I don't think it's insane for a teacher to forward evidence of problematic stuff happening with a kid to the kid's parents. After all, many parents think their kids are angels who can do no wrong.

Granted, in this case I agree that it's better judgment not to forward the picture for all the reasons you've mentioned - but calling it insane is a bit much.

The teacher is absolutely going to be reporting it to the police, no matter what else they do. Teachers are mandatory repirters-- if they see anything that could indicate a child is being abused they must report it.

The police and social services, along with school district policy, will advise the next steps, including how parents are informed.

You write church, but it should be parents. Remember those days when parents were held responsible for their kids, how they behave, and whom they become in adult life?

They (us) don't have full control in later teens, but everything leading up to it, mostly yes.
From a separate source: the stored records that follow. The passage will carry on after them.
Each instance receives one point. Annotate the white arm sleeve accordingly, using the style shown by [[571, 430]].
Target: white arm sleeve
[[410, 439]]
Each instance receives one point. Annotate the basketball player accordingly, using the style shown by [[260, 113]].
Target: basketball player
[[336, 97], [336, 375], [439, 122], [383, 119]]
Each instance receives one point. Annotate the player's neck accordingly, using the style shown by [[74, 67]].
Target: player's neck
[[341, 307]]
But for every parent I see raising kids the hard way (tons of time spent together consistently every day, being a positive role model, motivating and supporting them in all the right directions while explaining in detail the rest), I see the other way (obsessed by their pathetic office careers, kids with phones/screens from very early age that then go mental if they have to spend weekend without them, parents addicted to their phones/other screens too, overweight, depressed, without any real healthy passion(s) in their lives).

The results, I mean the kids, always show how parenting went (barring say some inborne mental issues and traumatic accidents, that I have no right to comment on).

I'd say this leans much more heavily on father too, like it or not. Mother is a safe haven and initial care and nurture, but father is a) hardcore role model for the boys, and b) a template what to look for in partners later for girls. Yeah, missing dad syndrome is brutal, every single effin' time, best mothers do minimize this and thats about it. I don't like it, its deeply unfair, not sure to whom to complain to.

> when parents were held responsible for their kids

Yet your comment reminds me of be the modern opposite take on parental responsibility: blame most everything on childhood trauma, and blame trauma on the parents.

We used to blame autism on mothers.

Seriously, we make as much sense as our ancestors blaming miasma for sickness. Remember the hellscape fad of recovering repressed memories? There are people that blame trauma on their past lives!

We all literally have no idea about any of this: our best bet is to be non-judgemental, do our best to create good communities, and to accept our own ignorance.

> The results, I mean the kids, always show how parenting went

Why is this such a common way to think?

Personally some of the worst things I have done I have learnt from my peers. My middle-class innocent parents are not to blame.

> Mother is a safe haven and initial care and nurture

I think stereotypes are dangerous. I'm middle-aged and while we can make generalisations about mothers and fathers, I've learnt that those generalisations can't be applied to individual mothers and fathers.

And conversing about this is just plain hard. I definitely don't want to attack you: https://news.ycombinator.com/item?id=35576696

Anyways: To my best knowledge I've really veered off the path - please don't delve into my comment too far. Black and white thinking can be a problem and I'm just as guilty of that as anybody: https://en.m.wikipedia.org/wiki/Splitting_(psychology)

> Remember those days when parents were held responsible for their kids,

That idea is pure revisionism coming from individualist ideology.

In 'those' days, everybody raised everyone. 'It takes a village' and all that. Check any actual scientific research on the matter.

Without time or geo bounds both of you are wrong.
I was a full-time mom for a lot of years and I'm not religious, but in religious families, religion strongly shapes concepts of morality.

Currently, the Catholic church has a track record of de facto aiding and abetting child molesting priests. I think there's room for improvement.